Readings? Don’t Forget Gansett
So how’s the East End market for literary readings? Strong? Steady? Saturated? Is the top-flight quality outpacing demand, or driven by it, and not just by the bursting supply of name authors here?
An S.P.O. (seasonal public offering) on July 14 at the Amagansett Library will start off a series of half a dozen Saturday evening visits by writers with books in hand, joining or competing with Canio’s Cultural Cafe in Sag Harbor, Fridays at Five in Bridgehampton, BookHampton’s regular events across its four shops, the readings at the bucolic Quogue Library and occasionally at the East Hampton Library and Rogers Memorial in Southampton, and, over at the Marine Museum in Amagansett, the Poetry Marathon, which returns on Sunday at 5 p.m., when Anne Sager and the playwright Joe Pintauro step to the lectern.

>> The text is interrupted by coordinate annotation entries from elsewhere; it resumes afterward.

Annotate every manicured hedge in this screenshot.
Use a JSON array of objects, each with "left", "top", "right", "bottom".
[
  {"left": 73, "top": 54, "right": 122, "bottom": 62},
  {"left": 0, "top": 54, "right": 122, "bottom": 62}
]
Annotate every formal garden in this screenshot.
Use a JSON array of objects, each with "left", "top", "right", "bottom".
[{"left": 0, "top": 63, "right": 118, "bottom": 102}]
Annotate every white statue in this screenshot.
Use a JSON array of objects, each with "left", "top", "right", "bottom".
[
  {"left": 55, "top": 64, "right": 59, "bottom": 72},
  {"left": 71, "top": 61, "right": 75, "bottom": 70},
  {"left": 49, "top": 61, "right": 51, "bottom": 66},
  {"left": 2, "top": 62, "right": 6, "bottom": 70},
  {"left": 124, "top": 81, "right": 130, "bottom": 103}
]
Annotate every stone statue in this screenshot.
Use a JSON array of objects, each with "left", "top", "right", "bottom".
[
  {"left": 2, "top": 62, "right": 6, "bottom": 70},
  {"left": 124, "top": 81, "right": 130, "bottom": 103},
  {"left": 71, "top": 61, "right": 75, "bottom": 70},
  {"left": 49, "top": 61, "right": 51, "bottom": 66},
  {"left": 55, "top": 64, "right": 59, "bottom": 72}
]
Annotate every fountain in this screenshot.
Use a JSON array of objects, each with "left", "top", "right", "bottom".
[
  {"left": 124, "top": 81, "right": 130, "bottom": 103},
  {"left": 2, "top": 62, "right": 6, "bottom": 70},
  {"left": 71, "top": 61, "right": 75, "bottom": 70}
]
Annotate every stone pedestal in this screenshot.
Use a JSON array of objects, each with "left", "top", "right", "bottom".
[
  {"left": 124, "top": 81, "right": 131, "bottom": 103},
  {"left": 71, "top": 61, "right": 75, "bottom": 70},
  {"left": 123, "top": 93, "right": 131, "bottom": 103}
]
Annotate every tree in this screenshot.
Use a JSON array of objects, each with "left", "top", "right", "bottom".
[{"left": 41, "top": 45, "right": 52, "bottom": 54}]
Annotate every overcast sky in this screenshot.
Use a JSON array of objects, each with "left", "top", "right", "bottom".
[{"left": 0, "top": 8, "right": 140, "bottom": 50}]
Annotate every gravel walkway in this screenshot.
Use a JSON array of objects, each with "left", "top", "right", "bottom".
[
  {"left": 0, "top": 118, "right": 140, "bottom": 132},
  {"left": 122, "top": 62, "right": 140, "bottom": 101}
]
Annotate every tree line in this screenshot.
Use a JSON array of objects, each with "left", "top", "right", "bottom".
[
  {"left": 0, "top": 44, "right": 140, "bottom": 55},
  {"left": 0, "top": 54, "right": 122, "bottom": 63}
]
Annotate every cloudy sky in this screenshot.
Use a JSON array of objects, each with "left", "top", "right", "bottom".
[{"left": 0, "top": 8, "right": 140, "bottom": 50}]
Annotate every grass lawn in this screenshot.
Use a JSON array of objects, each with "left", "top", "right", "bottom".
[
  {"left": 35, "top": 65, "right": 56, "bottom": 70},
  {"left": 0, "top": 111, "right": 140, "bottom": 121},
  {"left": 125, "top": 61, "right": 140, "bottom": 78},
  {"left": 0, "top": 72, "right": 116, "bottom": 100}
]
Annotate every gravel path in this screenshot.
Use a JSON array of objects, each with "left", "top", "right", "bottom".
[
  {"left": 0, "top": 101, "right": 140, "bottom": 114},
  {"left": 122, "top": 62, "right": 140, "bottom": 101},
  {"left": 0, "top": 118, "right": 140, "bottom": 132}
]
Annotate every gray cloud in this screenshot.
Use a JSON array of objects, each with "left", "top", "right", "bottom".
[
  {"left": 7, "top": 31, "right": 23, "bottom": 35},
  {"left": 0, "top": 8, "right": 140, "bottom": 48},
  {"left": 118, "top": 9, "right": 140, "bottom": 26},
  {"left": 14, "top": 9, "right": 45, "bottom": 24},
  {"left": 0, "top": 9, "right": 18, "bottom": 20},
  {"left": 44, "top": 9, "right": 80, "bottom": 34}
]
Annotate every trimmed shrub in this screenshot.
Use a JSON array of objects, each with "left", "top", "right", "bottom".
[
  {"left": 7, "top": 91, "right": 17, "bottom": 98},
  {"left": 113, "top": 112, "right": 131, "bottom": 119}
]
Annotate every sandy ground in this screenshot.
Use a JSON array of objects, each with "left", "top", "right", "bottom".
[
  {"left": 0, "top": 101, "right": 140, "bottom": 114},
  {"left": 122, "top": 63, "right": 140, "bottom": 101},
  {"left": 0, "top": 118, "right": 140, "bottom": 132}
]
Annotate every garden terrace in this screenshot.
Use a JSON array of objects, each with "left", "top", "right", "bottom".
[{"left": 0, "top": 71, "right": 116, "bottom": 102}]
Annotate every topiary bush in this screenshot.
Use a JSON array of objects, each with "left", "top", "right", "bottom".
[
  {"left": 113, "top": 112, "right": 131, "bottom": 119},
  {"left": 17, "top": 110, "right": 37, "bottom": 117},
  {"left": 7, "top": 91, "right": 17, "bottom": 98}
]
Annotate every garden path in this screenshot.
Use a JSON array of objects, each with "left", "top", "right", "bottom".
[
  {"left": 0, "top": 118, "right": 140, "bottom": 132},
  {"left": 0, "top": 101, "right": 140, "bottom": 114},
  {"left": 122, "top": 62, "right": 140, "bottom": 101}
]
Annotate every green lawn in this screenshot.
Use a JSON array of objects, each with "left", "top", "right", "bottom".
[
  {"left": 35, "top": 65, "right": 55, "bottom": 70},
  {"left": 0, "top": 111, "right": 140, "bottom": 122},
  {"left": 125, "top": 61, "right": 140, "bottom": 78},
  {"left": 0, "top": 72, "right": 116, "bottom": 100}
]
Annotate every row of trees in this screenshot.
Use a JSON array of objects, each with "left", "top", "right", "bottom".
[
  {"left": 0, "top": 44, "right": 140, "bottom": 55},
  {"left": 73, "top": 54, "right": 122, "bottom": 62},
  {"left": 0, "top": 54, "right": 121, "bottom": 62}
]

Authors After Hours is the name, and it will open with Louis Begley on the 14th, reading from “Schmidt Steps Back,” the latest of his Schmidt novels. Hilma Wolitzer will follow on the 21st with her new novel of late-life romance, “An Available Man,” well reviewed in The New York Times, and on the 28th Carl Safina will elaborate on “The View From Lazy Point: A Natural Year in an Unnatural World.”

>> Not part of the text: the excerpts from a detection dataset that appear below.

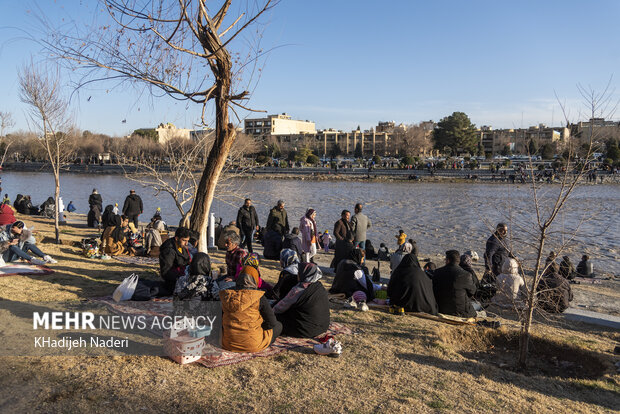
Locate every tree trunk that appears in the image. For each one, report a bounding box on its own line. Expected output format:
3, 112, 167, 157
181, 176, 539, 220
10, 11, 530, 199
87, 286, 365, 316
191, 78, 235, 253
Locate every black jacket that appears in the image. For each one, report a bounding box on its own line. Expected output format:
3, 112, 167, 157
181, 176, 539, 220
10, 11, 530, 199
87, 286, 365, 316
282, 233, 303, 260
388, 254, 438, 315
484, 233, 509, 276
433, 264, 476, 318
123, 194, 144, 216
276, 282, 330, 338
159, 237, 190, 289
329, 259, 375, 302
237, 206, 259, 230
88, 194, 103, 212
266, 206, 289, 236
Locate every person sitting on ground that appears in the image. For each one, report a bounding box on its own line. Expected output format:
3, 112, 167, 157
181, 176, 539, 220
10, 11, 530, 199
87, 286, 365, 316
377, 243, 391, 261
144, 214, 166, 256
0, 221, 58, 265
101, 204, 116, 230
217, 221, 241, 250
273, 263, 330, 338
0, 203, 17, 226
101, 216, 133, 256
387, 253, 438, 315
492, 258, 525, 308
174, 252, 220, 301
224, 232, 247, 282
364, 240, 377, 260
329, 249, 375, 302
159, 227, 191, 296
390, 242, 417, 272
560, 256, 576, 280
273, 249, 299, 299
424, 262, 437, 279
433, 250, 476, 318
220, 273, 282, 352
282, 227, 303, 258
577, 254, 594, 277
536, 263, 573, 313
459, 254, 480, 290
484, 223, 510, 276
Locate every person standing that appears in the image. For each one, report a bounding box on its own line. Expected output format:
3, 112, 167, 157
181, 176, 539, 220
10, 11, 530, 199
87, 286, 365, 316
331, 210, 353, 270
351, 203, 372, 250
299, 208, 319, 263
237, 198, 259, 253
123, 190, 144, 228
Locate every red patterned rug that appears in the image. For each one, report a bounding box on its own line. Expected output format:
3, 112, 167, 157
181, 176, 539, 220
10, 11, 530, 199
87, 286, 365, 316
90, 296, 352, 368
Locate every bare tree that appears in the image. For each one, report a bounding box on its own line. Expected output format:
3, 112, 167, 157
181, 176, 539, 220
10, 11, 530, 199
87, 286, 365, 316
19, 64, 72, 243
0, 111, 15, 167
45, 0, 277, 251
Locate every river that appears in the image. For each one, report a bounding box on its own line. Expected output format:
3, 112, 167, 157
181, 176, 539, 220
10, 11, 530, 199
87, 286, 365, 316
2, 172, 620, 274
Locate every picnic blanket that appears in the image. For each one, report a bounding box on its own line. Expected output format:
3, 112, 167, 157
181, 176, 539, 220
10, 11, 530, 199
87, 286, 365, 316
0, 263, 54, 277
90, 296, 352, 368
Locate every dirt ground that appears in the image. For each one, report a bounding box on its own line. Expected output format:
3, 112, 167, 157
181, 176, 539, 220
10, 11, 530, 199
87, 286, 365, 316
0, 217, 620, 413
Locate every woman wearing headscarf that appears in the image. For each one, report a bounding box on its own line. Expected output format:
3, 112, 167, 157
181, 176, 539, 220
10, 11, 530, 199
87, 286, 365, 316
273, 263, 330, 338
459, 254, 480, 290
273, 249, 299, 299
387, 254, 439, 315
101, 216, 129, 256
220, 271, 282, 352
329, 249, 375, 302
299, 208, 319, 262
492, 258, 525, 308
174, 253, 220, 301
390, 243, 413, 272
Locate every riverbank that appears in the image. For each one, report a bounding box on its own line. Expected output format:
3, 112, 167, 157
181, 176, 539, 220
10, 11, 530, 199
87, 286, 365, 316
3, 162, 620, 184
0, 216, 620, 413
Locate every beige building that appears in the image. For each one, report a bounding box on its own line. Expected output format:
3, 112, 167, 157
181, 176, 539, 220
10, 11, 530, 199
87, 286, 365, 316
244, 113, 316, 136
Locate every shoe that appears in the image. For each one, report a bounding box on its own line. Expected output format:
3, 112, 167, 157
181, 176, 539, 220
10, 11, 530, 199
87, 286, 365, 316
313, 338, 342, 358
29, 257, 45, 266
43, 254, 58, 263
344, 298, 357, 309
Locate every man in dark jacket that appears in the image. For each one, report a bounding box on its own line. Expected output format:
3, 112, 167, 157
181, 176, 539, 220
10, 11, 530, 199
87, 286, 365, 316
484, 223, 510, 276
159, 227, 190, 296
237, 198, 259, 253
123, 190, 144, 228
433, 250, 476, 318
267, 200, 290, 236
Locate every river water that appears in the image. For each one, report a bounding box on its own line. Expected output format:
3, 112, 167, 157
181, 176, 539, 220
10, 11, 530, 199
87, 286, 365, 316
2, 172, 620, 274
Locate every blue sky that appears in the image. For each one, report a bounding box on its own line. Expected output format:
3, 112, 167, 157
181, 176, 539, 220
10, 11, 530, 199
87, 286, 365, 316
0, 0, 620, 135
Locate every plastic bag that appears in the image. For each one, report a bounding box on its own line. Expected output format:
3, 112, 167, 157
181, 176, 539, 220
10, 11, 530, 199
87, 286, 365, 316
112, 273, 138, 302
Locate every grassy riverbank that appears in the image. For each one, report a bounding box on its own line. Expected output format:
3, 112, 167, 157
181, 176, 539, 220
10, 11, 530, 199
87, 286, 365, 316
0, 217, 620, 413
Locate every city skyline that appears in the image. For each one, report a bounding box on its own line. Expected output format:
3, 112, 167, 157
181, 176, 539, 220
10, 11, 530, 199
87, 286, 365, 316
0, 0, 620, 135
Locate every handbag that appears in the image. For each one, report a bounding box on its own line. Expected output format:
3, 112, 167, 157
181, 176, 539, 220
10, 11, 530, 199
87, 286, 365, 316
112, 273, 138, 302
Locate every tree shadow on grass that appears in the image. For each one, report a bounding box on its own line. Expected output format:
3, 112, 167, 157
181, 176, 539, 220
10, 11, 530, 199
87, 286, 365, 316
396, 353, 618, 410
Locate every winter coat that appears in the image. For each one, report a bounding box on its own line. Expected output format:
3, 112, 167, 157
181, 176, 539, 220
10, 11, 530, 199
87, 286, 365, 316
123, 194, 144, 216
159, 237, 191, 290
237, 206, 259, 230
351, 213, 372, 243
433, 264, 476, 318
276, 281, 330, 338
329, 259, 375, 302
577, 260, 594, 277
387, 254, 438, 315
536, 273, 573, 313
88, 194, 103, 212
484, 233, 509, 276
267, 206, 289, 236
220, 289, 275, 352
282, 233, 304, 257
0, 204, 17, 226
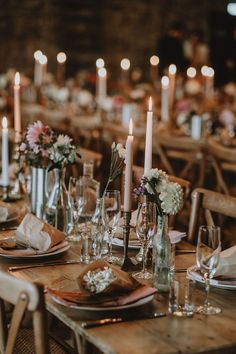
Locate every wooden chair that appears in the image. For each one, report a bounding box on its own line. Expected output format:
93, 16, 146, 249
156, 130, 205, 186
188, 188, 236, 248
207, 137, 236, 195
0, 272, 66, 354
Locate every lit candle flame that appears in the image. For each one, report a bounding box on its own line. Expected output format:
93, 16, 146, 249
15, 72, 20, 86
120, 58, 130, 70
39, 54, 48, 65
2, 117, 7, 129
161, 76, 170, 88
201, 65, 209, 76
169, 64, 177, 75
57, 52, 66, 64
148, 96, 152, 112
98, 68, 107, 77
96, 58, 105, 69
34, 50, 43, 60
208, 66, 215, 77
187, 66, 197, 79
150, 55, 160, 66
129, 118, 133, 135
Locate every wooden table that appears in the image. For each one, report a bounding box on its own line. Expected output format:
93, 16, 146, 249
0, 235, 236, 354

Aug. 4 brings Roger Rosenblatt cracking the spine of his most recent memoir, “Kayak Morning: Reflections on Love, Grief, and Small Boats,” a follow-up to his tale of family loss, “Making Toast.” On the 18th, Allan Retzky of Amagansett will give an airing to his spanking-new debut novel, “Vanished in the Dunes,” a thriller. And the series concludes on Aug. 25 with the science writer Dava Sobel and “A More Perfect Heaven: How Copernicus Revolutionized the Cosmos.”
The readings start at 6 p.m. and are free.